今月のことば

体の幹と心の幹

千 宗室

淡交タイムス 10月号 巻頭言より

 

 稽古する際、正しい構えができているかどうかを意識することが大切です。一例として茶碗と棗を持ち出るとき、帛紗を捌くときなど、良い姿勢を保つことで亭主は自分の点前をその場に合わせることができます。点前座にいるときだけではなく客としての姿勢も同じことです。構えを崩さず体のバランスをとるためには、いわゆる体幹が重要になります。
 一昨年から習い始めた清元の稽古で、師匠は私のことを唯一「姿勢がいいね」と褒めてくださいます。
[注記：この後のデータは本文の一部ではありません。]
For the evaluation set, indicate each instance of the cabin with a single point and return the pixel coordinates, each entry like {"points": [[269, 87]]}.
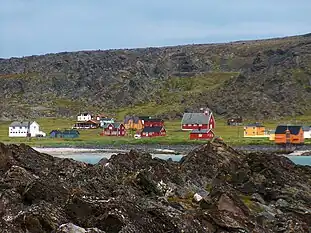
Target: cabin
{"points": [[71, 133], [235, 121], [105, 121], [55, 134], [255, 130], [153, 131], [198, 121], [90, 124], [203, 134], [84, 117], [114, 129], [289, 134], [306, 132], [25, 129], [151, 122], [133, 123]]}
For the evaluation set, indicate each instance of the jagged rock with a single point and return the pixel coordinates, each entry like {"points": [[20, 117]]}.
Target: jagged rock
{"points": [[213, 189]]}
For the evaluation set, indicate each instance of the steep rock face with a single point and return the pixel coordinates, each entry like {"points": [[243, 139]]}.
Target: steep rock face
{"points": [[274, 79], [213, 189]]}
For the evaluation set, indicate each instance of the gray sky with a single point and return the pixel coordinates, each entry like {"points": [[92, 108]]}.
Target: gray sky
{"points": [[32, 27]]}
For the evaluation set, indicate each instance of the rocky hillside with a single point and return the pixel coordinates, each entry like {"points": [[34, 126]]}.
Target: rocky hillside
{"points": [[213, 189], [255, 79]]}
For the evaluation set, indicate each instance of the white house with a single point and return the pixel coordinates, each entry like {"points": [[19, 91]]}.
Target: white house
{"points": [[85, 117], [306, 132], [20, 129], [106, 121]]}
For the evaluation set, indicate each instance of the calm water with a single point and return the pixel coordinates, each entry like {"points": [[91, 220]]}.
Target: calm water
{"points": [[93, 158]]}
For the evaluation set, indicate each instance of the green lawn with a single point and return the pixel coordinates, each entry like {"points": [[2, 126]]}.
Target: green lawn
{"points": [[233, 135]]}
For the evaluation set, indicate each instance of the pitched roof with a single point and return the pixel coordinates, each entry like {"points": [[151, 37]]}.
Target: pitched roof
{"points": [[195, 118], [152, 129], [20, 123], [256, 124], [115, 125], [294, 129], [200, 131]]}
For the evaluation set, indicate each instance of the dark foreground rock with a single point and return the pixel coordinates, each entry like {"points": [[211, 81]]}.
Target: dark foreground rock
{"points": [[213, 189]]}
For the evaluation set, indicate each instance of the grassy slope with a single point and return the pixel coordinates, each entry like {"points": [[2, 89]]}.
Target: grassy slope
{"points": [[178, 93], [232, 135]]}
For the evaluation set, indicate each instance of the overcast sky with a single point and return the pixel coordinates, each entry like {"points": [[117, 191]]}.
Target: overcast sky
{"points": [[32, 27]]}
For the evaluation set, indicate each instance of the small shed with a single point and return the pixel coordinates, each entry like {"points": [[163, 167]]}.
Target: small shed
{"points": [[203, 134], [289, 134], [114, 129]]}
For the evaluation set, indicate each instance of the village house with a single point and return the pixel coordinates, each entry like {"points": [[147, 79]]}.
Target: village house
{"points": [[153, 131], [204, 134], [114, 129], [84, 117], [90, 124], [255, 130], [289, 134], [71, 133], [149, 121], [198, 121], [25, 129], [105, 121], [306, 132], [133, 123], [235, 121]]}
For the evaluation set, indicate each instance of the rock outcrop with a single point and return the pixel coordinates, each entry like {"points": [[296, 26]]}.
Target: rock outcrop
{"points": [[262, 78], [213, 189]]}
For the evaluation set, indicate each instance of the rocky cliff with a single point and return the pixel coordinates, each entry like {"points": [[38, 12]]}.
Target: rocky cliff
{"points": [[256, 79], [213, 189]]}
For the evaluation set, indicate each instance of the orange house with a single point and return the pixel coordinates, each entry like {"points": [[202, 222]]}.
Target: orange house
{"points": [[254, 130], [289, 134], [133, 122]]}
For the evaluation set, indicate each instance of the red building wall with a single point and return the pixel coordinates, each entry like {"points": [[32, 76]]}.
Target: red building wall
{"points": [[204, 136], [153, 123]]}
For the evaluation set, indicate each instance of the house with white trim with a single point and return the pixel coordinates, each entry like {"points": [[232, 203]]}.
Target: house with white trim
{"points": [[23, 128], [84, 117]]}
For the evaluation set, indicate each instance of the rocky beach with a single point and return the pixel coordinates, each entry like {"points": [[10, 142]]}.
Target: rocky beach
{"points": [[214, 188]]}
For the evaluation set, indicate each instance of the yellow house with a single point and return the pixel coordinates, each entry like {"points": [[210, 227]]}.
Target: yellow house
{"points": [[254, 130], [133, 122]]}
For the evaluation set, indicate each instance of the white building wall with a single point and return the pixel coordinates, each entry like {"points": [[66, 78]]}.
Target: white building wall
{"points": [[84, 118], [17, 132], [307, 134]]}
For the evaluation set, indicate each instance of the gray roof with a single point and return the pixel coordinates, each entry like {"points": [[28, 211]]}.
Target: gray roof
{"points": [[115, 125], [195, 118], [20, 123]]}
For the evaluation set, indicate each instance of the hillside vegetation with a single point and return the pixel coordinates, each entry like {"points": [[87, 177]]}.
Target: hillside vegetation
{"points": [[255, 79]]}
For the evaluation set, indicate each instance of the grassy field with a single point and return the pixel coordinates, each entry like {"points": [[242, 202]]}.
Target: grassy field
{"points": [[233, 135]]}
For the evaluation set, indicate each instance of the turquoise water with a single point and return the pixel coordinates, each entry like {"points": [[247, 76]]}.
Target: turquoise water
{"points": [[94, 158]]}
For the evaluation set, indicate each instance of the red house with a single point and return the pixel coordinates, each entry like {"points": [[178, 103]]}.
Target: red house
{"points": [[204, 134], [153, 131], [198, 121], [151, 122], [113, 129]]}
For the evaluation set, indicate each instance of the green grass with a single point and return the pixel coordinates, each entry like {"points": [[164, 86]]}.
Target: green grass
{"points": [[233, 135]]}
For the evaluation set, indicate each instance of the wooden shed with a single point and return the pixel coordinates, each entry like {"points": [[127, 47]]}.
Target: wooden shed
{"points": [[289, 134]]}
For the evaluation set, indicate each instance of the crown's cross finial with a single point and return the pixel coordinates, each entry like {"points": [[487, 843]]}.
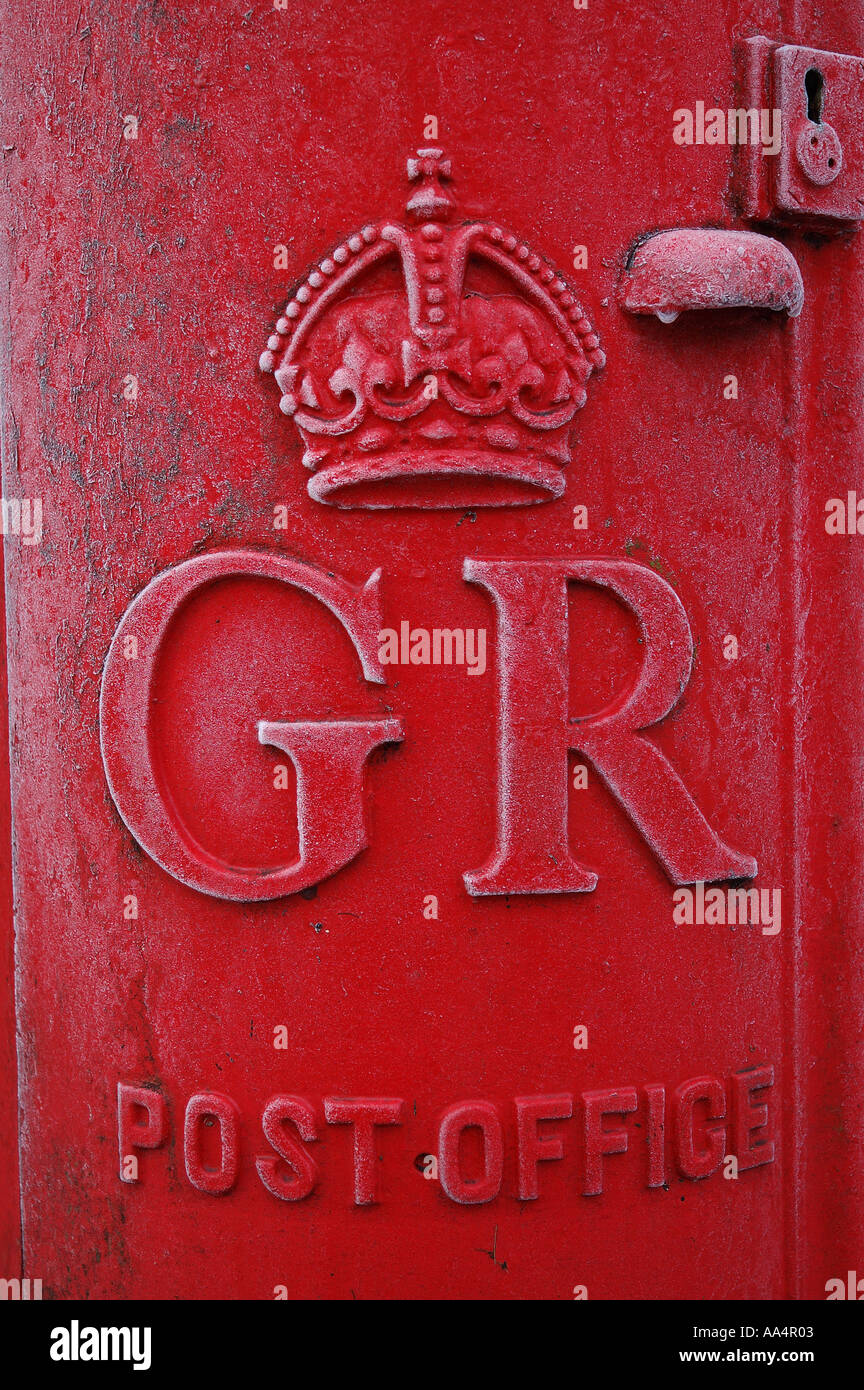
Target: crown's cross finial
{"points": [[431, 200]]}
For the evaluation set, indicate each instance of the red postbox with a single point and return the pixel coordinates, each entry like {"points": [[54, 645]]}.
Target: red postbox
{"points": [[434, 562]]}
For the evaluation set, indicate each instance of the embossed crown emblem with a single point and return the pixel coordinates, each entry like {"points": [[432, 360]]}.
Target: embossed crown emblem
{"points": [[434, 364]]}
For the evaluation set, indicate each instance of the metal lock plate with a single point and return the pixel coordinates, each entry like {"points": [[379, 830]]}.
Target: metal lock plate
{"points": [[820, 168]]}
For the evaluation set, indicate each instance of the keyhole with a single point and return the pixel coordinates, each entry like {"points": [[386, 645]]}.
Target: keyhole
{"points": [[814, 86]]}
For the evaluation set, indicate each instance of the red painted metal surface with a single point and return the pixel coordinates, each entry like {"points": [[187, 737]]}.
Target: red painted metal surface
{"points": [[438, 801]]}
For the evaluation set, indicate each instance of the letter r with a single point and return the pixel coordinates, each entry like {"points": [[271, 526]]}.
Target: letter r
{"points": [[536, 731]]}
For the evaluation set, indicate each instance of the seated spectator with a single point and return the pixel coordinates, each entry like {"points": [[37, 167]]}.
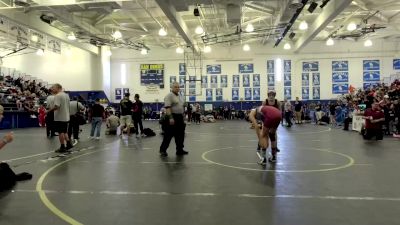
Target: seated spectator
{"points": [[112, 124], [7, 177], [373, 122]]}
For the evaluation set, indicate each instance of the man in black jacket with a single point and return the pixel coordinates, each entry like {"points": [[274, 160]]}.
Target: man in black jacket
{"points": [[137, 115]]}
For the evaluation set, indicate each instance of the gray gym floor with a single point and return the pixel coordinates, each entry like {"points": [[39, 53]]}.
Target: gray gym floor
{"points": [[323, 176]]}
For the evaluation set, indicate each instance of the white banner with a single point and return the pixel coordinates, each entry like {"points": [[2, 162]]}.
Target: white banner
{"points": [[20, 32], [53, 45]]}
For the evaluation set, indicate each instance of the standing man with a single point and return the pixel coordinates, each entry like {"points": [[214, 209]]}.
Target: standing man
{"points": [[50, 114], [175, 125], [61, 117], [126, 112], [298, 108], [288, 113], [374, 119], [73, 128], [137, 115], [97, 119]]}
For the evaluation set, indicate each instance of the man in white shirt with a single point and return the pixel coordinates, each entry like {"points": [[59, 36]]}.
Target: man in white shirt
{"points": [[73, 128], [61, 117], [50, 115]]}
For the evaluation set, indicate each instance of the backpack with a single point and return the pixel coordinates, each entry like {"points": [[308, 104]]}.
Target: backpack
{"points": [[149, 132]]}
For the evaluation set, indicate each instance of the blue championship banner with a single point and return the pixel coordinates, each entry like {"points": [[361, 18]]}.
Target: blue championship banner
{"points": [[247, 94], [246, 68], [151, 74], [287, 93], [209, 94], [219, 94], [340, 66], [371, 65], [339, 77], [235, 94], [256, 94], [310, 66], [214, 69], [340, 88], [246, 80], [224, 81]]}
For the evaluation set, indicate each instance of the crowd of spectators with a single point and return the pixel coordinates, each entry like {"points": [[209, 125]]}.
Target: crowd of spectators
{"points": [[22, 95], [357, 102]]}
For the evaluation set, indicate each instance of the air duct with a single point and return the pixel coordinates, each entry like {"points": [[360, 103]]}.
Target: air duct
{"points": [[233, 14], [296, 4]]}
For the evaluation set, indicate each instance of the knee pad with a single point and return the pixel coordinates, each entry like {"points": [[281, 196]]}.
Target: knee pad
{"points": [[272, 136]]}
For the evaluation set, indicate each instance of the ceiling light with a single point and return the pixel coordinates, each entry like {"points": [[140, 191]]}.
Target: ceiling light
{"points": [[196, 12], [117, 34], [368, 43], [249, 28], [312, 7], [352, 26], [303, 25], [199, 30], [34, 38], [179, 50], [40, 52], [162, 32], [143, 51], [324, 3], [68, 52], [207, 49], [246, 47], [71, 36], [330, 42]]}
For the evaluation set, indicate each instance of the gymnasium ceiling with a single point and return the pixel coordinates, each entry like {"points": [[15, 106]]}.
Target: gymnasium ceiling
{"points": [[224, 21]]}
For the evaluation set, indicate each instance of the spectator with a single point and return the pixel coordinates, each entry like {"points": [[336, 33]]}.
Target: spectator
{"points": [[112, 124], [61, 117], [175, 125], [298, 108], [373, 122], [50, 129], [288, 113], [126, 114], [75, 112], [137, 115], [97, 119]]}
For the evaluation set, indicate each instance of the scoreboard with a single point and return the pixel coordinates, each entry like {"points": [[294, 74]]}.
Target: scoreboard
{"points": [[151, 74]]}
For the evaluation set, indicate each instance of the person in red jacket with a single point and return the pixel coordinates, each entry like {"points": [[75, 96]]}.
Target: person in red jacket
{"points": [[374, 117], [271, 118], [42, 116]]}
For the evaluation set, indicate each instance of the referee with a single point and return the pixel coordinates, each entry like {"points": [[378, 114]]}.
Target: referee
{"points": [[174, 122]]}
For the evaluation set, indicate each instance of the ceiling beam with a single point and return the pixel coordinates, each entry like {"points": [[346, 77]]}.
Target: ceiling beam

私は茶家に生まれたという理由だけで姿勢が良くなったわけではありません。小学生の頃、亡くなった弟と一緒に月二回、金剛流のお仕舞を習わされていました。そのおかげもあって殊更に姿勢や構えが整ったのだと最近になって気が付きました。
 姿勢を正そうとするときに「胸を張る」という表現がありますが、そう言われた人は顎が出てしまいがちです。ですから私は「肩甲骨を寄せる」という言い方をしています。清元の師匠にたまたま褒められたのも、肩甲骨を意識しているときでした。
 体の幹に加えて心の幹、即ち❝いつもの自分の姿でその場をつとめる❞ということも大事です。自分が素直に取り組んだことの先に結果として評価はついてくるものです。良い評価を得ようとばかり考えていると、ただ評価を得るための点前になってしまいます。そうなるとお客さまは置き去りです。「叶うはよし 叶いたがるは悪しし」。利休居士は尊い教えを遺してくださいました。
 皆さん方には体と心の幹を意識しながら日頃の稽古に臨んでいただきたいと存じます。